Spit accretion theoryEdit
American geologist Grove Karl Gilbert first argued in 1885 that the barrier sediments came from longshore sources. He proposed that sediment moving in the breaker zone through agitation by waves in longshore drift would construct spits extending from headlands parallel to the coast. The subsequent breaching of spits by storm waves would form barrier islands.
William John McGee reasoned in 1890 that the East and Gulf coasts of the United States were undergoing submergence, as evidenced by the many drowned river valleys that occur along these coasts, including Raritan, Delaware and Chesapeake bays. He believed that during submergence, coastal ridges were separated from the mainland, and lagoons formed behind the ridges. He used the Mississippi-Alabama barrier islands (consists of Cat, Ship, Horn, Petit Bois and Dauphin Islands) as an example where coastal submergence formed barrier islands. His interpretation was later shown to be incorrect when the ages of the coastal stratigraphy and sediment were more accurately determined.
Along the coast of Louisiana, former lobes of the Mississippi River delta have been reworked by wave action, forming beach ridge complexes. Prolonged sinking of the marshes behind the barriers has converted these former vegetated wetlands to open-water areas. In a period of 125 years, from 1853 to 1978, two small semi-protected bays behind the barrier developed as the large water body of Lake Pelto, leading to Isles Dernieres's detachment from the mainland.

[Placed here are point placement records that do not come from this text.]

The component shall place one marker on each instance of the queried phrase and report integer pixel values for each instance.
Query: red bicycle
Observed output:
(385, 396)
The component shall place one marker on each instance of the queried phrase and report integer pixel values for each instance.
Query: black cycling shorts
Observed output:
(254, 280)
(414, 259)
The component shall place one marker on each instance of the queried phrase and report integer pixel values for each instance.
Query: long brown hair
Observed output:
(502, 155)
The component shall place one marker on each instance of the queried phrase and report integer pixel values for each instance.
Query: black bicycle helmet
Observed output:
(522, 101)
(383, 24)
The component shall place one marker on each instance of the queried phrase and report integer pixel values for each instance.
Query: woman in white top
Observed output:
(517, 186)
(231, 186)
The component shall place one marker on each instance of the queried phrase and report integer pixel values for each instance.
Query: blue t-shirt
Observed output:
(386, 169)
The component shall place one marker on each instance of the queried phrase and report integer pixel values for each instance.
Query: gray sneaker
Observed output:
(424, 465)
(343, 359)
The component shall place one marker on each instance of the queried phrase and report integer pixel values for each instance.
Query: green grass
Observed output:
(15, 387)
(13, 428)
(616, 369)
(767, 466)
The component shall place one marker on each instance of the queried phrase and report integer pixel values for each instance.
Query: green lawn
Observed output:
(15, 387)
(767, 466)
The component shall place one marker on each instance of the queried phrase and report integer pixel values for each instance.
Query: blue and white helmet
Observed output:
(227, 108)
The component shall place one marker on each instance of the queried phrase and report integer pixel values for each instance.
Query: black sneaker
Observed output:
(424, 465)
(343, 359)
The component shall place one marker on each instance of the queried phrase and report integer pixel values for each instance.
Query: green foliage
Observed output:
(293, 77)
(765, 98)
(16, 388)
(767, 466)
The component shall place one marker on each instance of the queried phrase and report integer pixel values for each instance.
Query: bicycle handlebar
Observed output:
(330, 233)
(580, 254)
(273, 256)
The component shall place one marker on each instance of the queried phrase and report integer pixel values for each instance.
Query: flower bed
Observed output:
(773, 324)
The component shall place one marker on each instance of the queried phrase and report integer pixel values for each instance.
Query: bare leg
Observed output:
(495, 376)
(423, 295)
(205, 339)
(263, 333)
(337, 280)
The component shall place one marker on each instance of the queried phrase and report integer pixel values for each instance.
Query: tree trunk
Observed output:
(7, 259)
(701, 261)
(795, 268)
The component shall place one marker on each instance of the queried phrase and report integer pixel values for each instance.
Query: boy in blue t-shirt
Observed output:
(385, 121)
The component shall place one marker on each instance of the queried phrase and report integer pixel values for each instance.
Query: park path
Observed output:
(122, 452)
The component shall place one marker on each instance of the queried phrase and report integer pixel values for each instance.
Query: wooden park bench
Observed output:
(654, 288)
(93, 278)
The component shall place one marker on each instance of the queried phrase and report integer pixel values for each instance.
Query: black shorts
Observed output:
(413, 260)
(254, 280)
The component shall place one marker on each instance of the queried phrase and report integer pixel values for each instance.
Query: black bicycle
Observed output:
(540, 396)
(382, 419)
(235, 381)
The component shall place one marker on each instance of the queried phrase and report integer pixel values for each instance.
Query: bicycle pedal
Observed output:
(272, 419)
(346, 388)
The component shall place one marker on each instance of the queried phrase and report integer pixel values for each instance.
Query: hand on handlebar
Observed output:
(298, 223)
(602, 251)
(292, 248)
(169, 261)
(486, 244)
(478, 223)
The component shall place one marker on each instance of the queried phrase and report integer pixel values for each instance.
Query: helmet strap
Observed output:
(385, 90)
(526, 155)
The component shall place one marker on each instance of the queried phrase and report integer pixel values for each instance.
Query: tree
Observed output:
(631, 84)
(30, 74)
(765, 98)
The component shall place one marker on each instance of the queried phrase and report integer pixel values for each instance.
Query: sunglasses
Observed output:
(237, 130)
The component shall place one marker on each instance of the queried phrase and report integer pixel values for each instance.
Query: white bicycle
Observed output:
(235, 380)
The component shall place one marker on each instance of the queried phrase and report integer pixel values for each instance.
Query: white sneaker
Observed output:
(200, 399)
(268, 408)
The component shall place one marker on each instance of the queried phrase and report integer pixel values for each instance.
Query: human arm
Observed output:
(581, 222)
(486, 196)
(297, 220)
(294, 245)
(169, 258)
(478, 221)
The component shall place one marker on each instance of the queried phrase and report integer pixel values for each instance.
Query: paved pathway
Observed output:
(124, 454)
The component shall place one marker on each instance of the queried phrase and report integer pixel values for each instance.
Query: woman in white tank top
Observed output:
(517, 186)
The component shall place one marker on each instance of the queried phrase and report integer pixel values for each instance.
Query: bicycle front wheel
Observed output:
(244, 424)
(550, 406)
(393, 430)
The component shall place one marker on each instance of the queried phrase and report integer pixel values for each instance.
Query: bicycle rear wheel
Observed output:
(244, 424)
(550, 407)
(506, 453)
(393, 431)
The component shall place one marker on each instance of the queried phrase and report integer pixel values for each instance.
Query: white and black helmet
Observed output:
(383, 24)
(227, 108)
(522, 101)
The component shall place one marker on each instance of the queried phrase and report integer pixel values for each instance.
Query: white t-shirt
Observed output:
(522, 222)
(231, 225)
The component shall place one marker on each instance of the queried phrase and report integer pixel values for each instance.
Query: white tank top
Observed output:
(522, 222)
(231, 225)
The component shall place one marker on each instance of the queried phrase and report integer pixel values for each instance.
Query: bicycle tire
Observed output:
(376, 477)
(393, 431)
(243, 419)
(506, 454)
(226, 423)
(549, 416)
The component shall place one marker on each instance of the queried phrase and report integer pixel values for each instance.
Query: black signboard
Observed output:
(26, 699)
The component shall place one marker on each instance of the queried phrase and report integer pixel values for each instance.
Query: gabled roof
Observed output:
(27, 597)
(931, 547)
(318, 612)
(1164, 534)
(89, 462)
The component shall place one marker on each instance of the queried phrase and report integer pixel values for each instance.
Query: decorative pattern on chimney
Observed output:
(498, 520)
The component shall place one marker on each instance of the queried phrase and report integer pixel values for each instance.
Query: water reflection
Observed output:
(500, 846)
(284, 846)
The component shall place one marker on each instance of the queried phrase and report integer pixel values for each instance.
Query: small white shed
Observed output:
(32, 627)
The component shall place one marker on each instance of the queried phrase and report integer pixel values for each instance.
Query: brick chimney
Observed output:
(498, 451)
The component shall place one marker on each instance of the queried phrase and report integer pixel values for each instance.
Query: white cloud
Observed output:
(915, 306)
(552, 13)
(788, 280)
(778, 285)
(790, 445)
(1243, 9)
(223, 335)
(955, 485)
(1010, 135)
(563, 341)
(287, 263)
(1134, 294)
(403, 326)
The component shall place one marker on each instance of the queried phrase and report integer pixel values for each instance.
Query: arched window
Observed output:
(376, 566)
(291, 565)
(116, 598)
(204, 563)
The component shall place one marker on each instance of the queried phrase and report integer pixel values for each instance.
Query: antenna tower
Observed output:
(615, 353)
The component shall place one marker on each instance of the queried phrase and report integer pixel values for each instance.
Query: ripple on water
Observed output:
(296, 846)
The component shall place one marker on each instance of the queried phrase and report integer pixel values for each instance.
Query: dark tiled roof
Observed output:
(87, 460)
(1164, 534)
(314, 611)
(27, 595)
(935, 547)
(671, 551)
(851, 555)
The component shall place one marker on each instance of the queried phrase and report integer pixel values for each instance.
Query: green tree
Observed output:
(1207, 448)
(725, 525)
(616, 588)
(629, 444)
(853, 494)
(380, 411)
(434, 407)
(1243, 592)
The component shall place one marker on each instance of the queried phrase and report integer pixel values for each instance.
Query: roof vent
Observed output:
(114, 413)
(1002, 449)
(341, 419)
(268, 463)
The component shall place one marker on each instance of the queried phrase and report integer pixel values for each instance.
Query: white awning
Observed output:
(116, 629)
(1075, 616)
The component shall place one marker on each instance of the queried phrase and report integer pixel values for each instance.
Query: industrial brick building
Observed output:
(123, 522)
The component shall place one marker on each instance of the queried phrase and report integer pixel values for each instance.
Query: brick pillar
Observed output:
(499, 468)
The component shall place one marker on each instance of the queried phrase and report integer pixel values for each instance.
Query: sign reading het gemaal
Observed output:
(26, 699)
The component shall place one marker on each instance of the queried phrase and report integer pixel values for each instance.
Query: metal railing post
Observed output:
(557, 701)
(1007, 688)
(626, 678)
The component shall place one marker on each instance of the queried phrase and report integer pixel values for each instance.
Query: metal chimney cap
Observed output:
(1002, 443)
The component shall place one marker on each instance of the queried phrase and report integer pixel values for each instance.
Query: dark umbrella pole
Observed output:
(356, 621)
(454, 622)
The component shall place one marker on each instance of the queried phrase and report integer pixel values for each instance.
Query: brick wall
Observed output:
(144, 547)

An unusual natural structure in New Zealand may give clues to the formation processes of barrier islands. The Boulder Bank, at the entrance to Nelson Haven at the northern end of the South Island, is a unique 13 km-long stretch of rocky substrate a few metres in width. It is not strictly a barrier island, as it is linked to the mainland at one end. The Boulder Bank is composed of granodiorite from Mackay Bluff, which lies close to the point where the bank joins the mainland. It is still debated what process or processes have resulted in this odd structure, though longshore drift is the most accepted hypothesis. Studies have been conducted since 1892 to determine the speed of boulder movement. Rates of the top-course gravel movement have been estimated at 7.5 metres a year.
Barrier islands are critically important in mitigating ocean swells and other storm events for the water systems on the mainland side of the barrier island, as well as protecting the coastline. This effectively creates a unique environment of relatively low energy, brackish water. Multiple wetland systems such as lagoons, estuaries, and/or marshes can result from such conditions depending on the surroundings. They are typically rich habitats for a variety of flora and fauna. Without barrier islands, these wetlands could not exist; they would be destroyed by daily ocean waves and tides as well as ocean storm events. One of the most prominent examples is the Louisiana barrier islands.